Moreover, the law does not correspond to agreements of Ukraine with the International Monetary Fund on non-formation of new tax privileges (as the Head of Legal Department of the Verkhovna Rada warns in his analysis).
However, the experts have found many weak spots in the draft law (from the point of view of legal law) even during the working process. Although, it should be taken into account that this document is more of a political rather than a legal move, therefore, the legal moments were ignored during its voting process.
In order for the law to work, on March 2, 2021, the Verkhovna Rada adopted two interrelated laws – No. 3761 and No. 3762. They have defined amendments to the tax and customs codes. A new necessity has emerged: The Ministry of Economy needed to agree and adopt normative acts in just half a year to “launch” the law.
Therefore, if we take into account the slow realization of any large-scale industrial projects, it was not worth waiting for any investment breakthrough last year. Although the adoption of a law that defines the state support of investments, nevertheless has a certain effect on the launch of new projects.
A hard look
On one hand, this law is of a considerable importance for the intensification of investment income to Ukraine. After all, the larger the industrial project, the more difficult it is to realize. In addition, there are often many difficulties faced by foreign investors who do not have experience in Ukraine or a “local” partner, in particular, there are obstacles related to bureaucracy. This nullifies the efficiency of the project or in fact makes it impossible.
On the other hand, the Index of Investment attractiveness of Ukraine has decreased to 2,4 points (its level in 2013) from the maximum of five, which is confirmed by the survey of the European Business Association (EBA). For example, about 66% of entrepreneurs surveyed stressed the deteriorating investment climate compared to the first half of 2020. 29% said that business conditions have not changed. Only 5% believed that the investment climate has improved.
Foreign investors, amongst whom the EBA has conducted a survey, have pointed to the following main obstacles for investment:
- an unpredictable judicial system;
- monopolization of markets and influence of oligarchs;
- unstable and complicated legislation as a fact;
- repressive attitude of law-enforcement and control bodies.

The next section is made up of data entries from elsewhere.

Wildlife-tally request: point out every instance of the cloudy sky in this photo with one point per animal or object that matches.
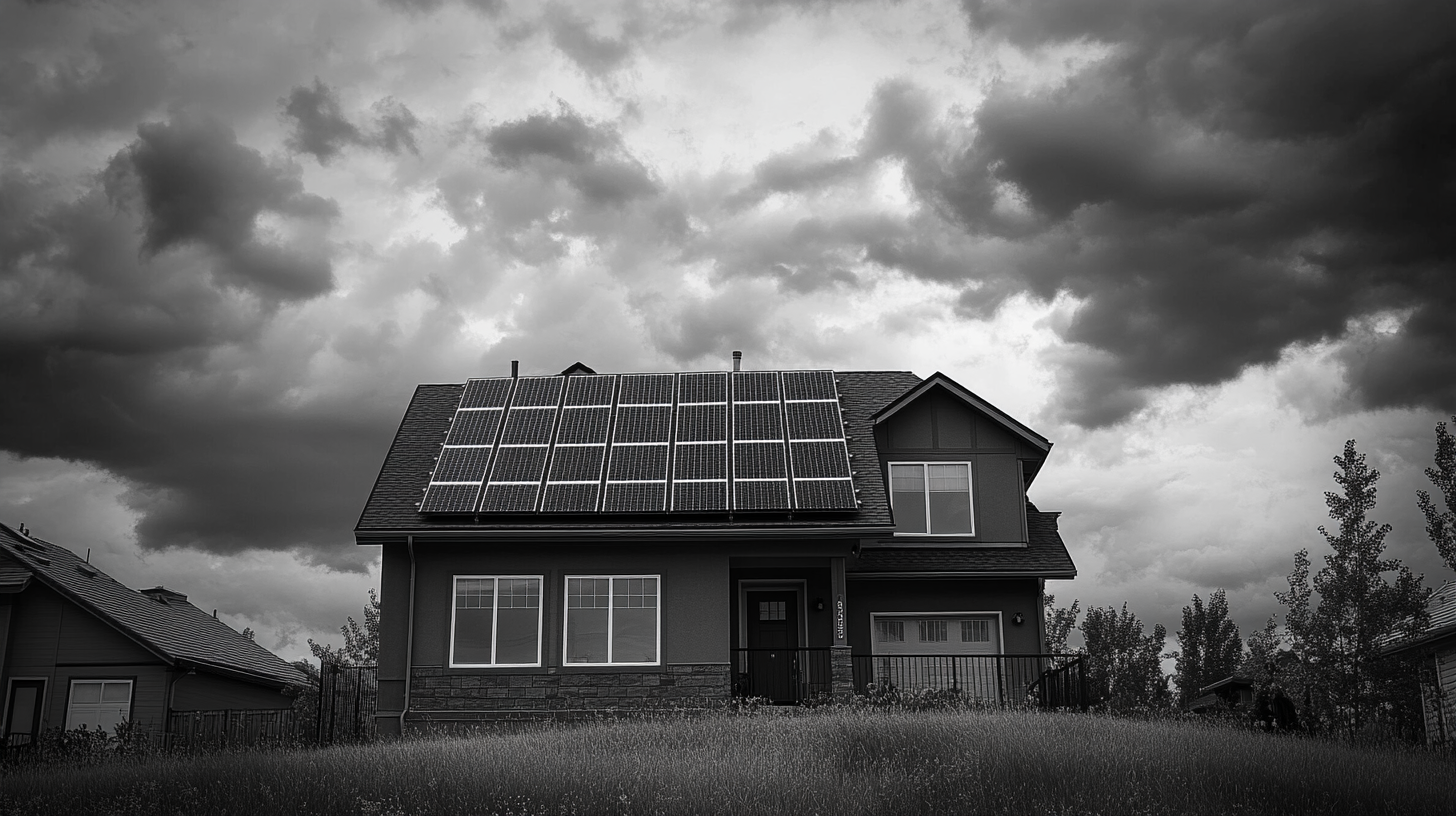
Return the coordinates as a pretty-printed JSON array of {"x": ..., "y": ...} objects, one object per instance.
[{"x": 1199, "y": 245}]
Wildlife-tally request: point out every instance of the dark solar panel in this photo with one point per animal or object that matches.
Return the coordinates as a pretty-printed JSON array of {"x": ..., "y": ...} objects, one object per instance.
[
  {"x": 473, "y": 427},
  {"x": 754, "y": 386},
  {"x": 808, "y": 385},
  {"x": 570, "y": 499},
  {"x": 757, "y": 461},
  {"x": 701, "y": 462},
  {"x": 762, "y": 496},
  {"x": 702, "y": 388},
  {"x": 833, "y": 494},
  {"x": 537, "y": 391},
  {"x": 462, "y": 465},
  {"x": 590, "y": 389},
  {"x": 699, "y": 496},
  {"x": 702, "y": 423},
  {"x": 519, "y": 465},
  {"x": 644, "y": 424},
  {"x": 632, "y": 462},
  {"x": 529, "y": 426},
  {"x": 450, "y": 499},
  {"x": 508, "y": 499},
  {"x": 819, "y": 459},
  {"x": 757, "y": 420},
  {"x": 814, "y": 420},
  {"x": 577, "y": 464},
  {"x": 647, "y": 389},
  {"x": 485, "y": 394},
  {"x": 584, "y": 426},
  {"x": 635, "y": 497}
]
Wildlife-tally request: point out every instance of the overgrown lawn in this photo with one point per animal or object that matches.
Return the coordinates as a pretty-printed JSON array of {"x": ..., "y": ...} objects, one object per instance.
[{"x": 832, "y": 762}]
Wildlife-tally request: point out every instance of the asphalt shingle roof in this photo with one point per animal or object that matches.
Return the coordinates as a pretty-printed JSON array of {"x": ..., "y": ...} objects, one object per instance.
[
  {"x": 176, "y": 630},
  {"x": 393, "y": 504},
  {"x": 1044, "y": 555}
]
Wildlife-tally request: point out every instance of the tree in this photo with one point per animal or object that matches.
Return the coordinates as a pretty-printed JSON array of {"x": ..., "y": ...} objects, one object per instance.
[
  {"x": 360, "y": 643},
  {"x": 1338, "y": 640},
  {"x": 1124, "y": 666},
  {"x": 1059, "y": 624},
  {"x": 1209, "y": 646},
  {"x": 1442, "y": 525}
]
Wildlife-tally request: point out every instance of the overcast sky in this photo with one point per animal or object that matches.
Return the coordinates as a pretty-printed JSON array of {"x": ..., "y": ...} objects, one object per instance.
[{"x": 1197, "y": 245}]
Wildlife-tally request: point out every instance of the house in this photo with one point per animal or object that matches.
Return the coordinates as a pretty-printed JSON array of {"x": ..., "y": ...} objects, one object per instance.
[
  {"x": 1434, "y": 657},
  {"x": 577, "y": 542},
  {"x": 80, "y": 650}
]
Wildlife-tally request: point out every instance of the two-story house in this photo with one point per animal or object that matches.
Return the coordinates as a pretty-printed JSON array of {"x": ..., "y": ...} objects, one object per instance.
[{"x": 575, "y": 542}]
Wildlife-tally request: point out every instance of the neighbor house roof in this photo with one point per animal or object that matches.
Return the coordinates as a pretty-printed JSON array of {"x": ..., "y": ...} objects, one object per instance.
[
  {"x": 1044, "y": 557},
  {"x": 162, "y": 622},
  {"x": 393, "y": 504}
]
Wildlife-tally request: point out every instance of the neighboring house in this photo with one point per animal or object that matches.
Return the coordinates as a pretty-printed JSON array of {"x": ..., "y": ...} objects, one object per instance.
[
  {"x": 575, "y": 542},
  {"x": 1434, "y": 654},
  {"x": 80, "y": 650}
]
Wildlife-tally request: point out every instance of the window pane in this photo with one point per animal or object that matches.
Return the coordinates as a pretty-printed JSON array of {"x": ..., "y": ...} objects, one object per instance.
[{"x": 472, "y": 636}]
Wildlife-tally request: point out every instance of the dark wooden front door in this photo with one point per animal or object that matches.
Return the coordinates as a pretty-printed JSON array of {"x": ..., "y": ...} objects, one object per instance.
[{"x": 773, "y": 638}]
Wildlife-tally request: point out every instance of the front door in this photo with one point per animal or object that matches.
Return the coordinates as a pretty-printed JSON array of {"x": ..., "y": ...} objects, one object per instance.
[
  {"x": 22, "y": 714},
  {"x": 773, "y": 641}
]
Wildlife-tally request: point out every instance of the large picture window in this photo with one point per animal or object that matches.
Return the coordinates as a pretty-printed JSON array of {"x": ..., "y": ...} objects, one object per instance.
[
  {"x": 931, "y": 497},
  {"x": 612, "y": 620},
  {"x": 497, "y": 621},
  {"x": 98, "y": 704}
]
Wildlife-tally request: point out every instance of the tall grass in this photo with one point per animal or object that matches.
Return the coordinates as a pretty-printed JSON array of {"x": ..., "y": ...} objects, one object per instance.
[{"x": 839, "y": 762}]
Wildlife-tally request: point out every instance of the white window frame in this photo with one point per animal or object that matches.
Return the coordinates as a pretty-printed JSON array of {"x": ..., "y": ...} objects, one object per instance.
[
  {"x": 72, "y": 704},
  {"x": 495, "y": 621},
  {"x": 925, "y": 472},
  {"x": 612, "y": 590}
]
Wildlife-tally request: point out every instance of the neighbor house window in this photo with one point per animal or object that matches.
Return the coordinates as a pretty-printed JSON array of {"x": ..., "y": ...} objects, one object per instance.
[
  {"x": 931, "y": 497},
  {"x": 497, "y": 621},
  {"x": 98, "y": 704},
  {"x": 612, "y": 620}
]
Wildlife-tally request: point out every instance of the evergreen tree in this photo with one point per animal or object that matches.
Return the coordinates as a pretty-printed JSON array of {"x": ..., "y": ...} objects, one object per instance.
[
  {"x": 1124, "y": 666},
  {"x": 1209, "y": 646},
  {"x": 1442, "y": 525},
  {"x": 1338, "y": 640}
]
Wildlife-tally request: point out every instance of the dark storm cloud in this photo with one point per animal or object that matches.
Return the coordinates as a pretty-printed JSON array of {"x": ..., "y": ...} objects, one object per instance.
[
  {"x": 1229, "y": 181},
  {"x": 130, "y": 319}
]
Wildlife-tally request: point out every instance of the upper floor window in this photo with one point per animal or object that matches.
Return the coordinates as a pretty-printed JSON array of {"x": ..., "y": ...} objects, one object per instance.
[
  {"x": 497, "y": 621},
  {"x": 931, "y": 497}
]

It should also be noted that the economic benefits granted by the state to someone, the society already treats as a standard (which, in fact, created no conflicts in many years of practice). It is means the formation of new corruption schemes and opportunities to provide for business close to the government to “legally” avoid taxation due to privileges.
What will be the most important factor in the investor’s decision – unfavorable investment climate or tax benefits? This issue is still open to question. But one can say for sure: a single law cannot reform the economic and legal system and create a positive environment in Ukraine for foreign investments.